For the current stage of the project, we decided to analyze data from 2018. In our final analysis, we will include data for all the available years. Our research goals are all politically-related. Thus, we use the subset of quotes belonging to politicians, extracted with the methods described above in the additional datasets section.

To ensure a higher confidence in our analysis, we filtered out rows where the probability of the speaker is lower than 0.6. Furthermore, we remove all the rows which have multiple Q-codes associated to their speaker, as it is difficult to distinguish who actually uttered the quote.

Can politicians' quotes be clustered by subject?

To investigate this, we create sentence embeddings using the BERTopic. We used two models:

  • Fit and transform quotes from all parties per year to vizualise the topic analysis per year

Projected Graph of Parties Democratic Party vs. Republican Party

  • Fit and transform quotes per party thorugh the years to vizualise topic analysis over time

Democratic Party

We further explored the most common words as entities and parts of speach for the two most quoted parties - Republican and Democratic. Moreover, we predicted the US elections results in each state based on the state mentions by each party members.

US elections 2020

What are the most common subjects tackled by politicians?

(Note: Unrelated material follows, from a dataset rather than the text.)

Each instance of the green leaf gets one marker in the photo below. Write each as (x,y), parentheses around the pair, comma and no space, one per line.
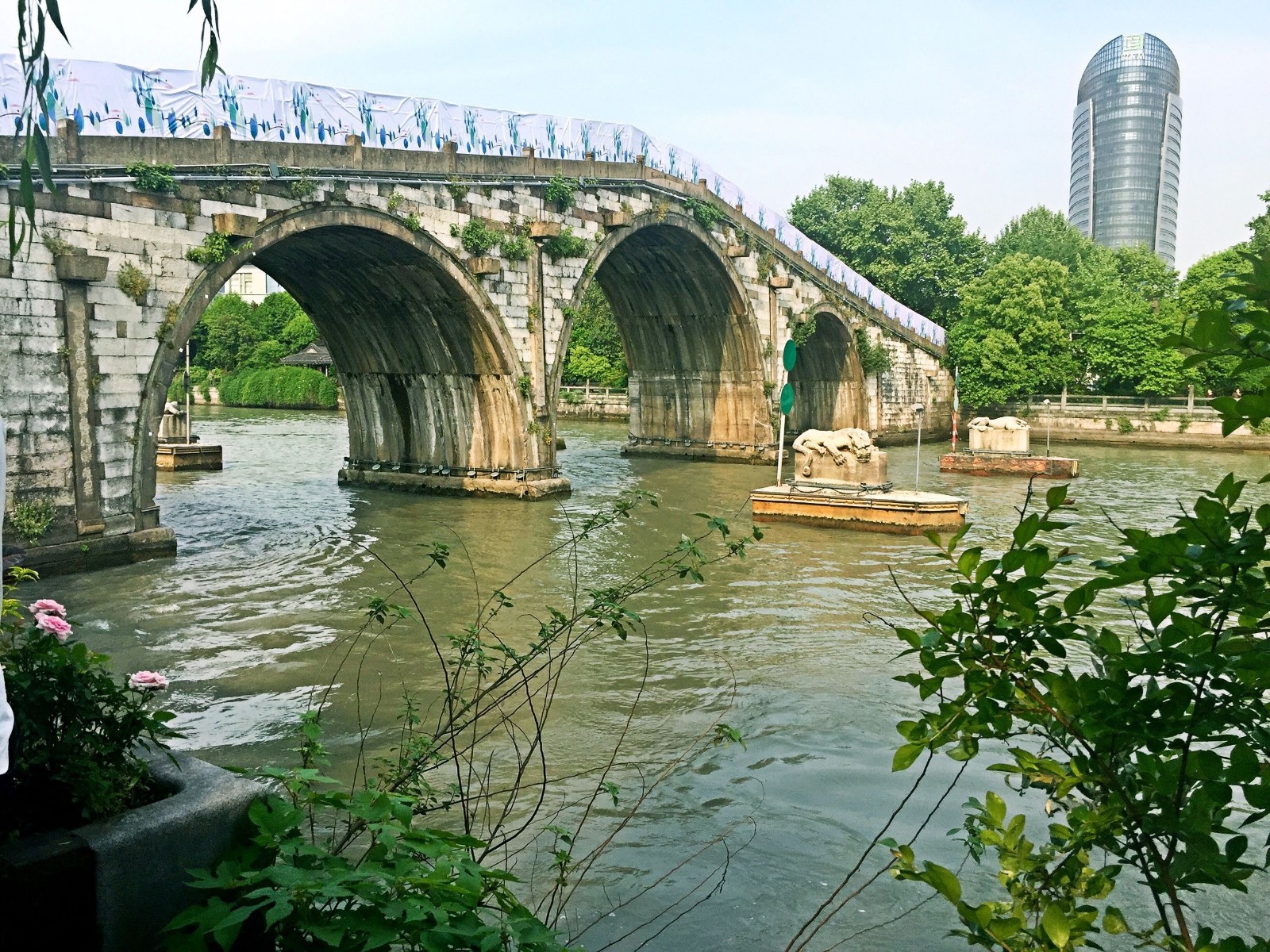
(1056,926)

As a crude example, we can investigate the occurrences of the topic word in the quotations by a politician. We pre-process the data using NLTK to identify commonly used nouns within speaker quotations. As an example, we empirically observe differences between nouns for Trump and Obama, which are discussed in the notebook. The table below represents the 10 most common nouns of each speaker.

Donald Trump Barack Obama
people people
country time
president president
time world
Trump country
states politics
lot years
deal democracy
world things
things work

Using the initial results of the first question, we conduct additional analysis on the quotes contained within topic clusters. We keep track of the political party of the members within each topic cluster and output the number of quotes each party is associated with for a given cluster.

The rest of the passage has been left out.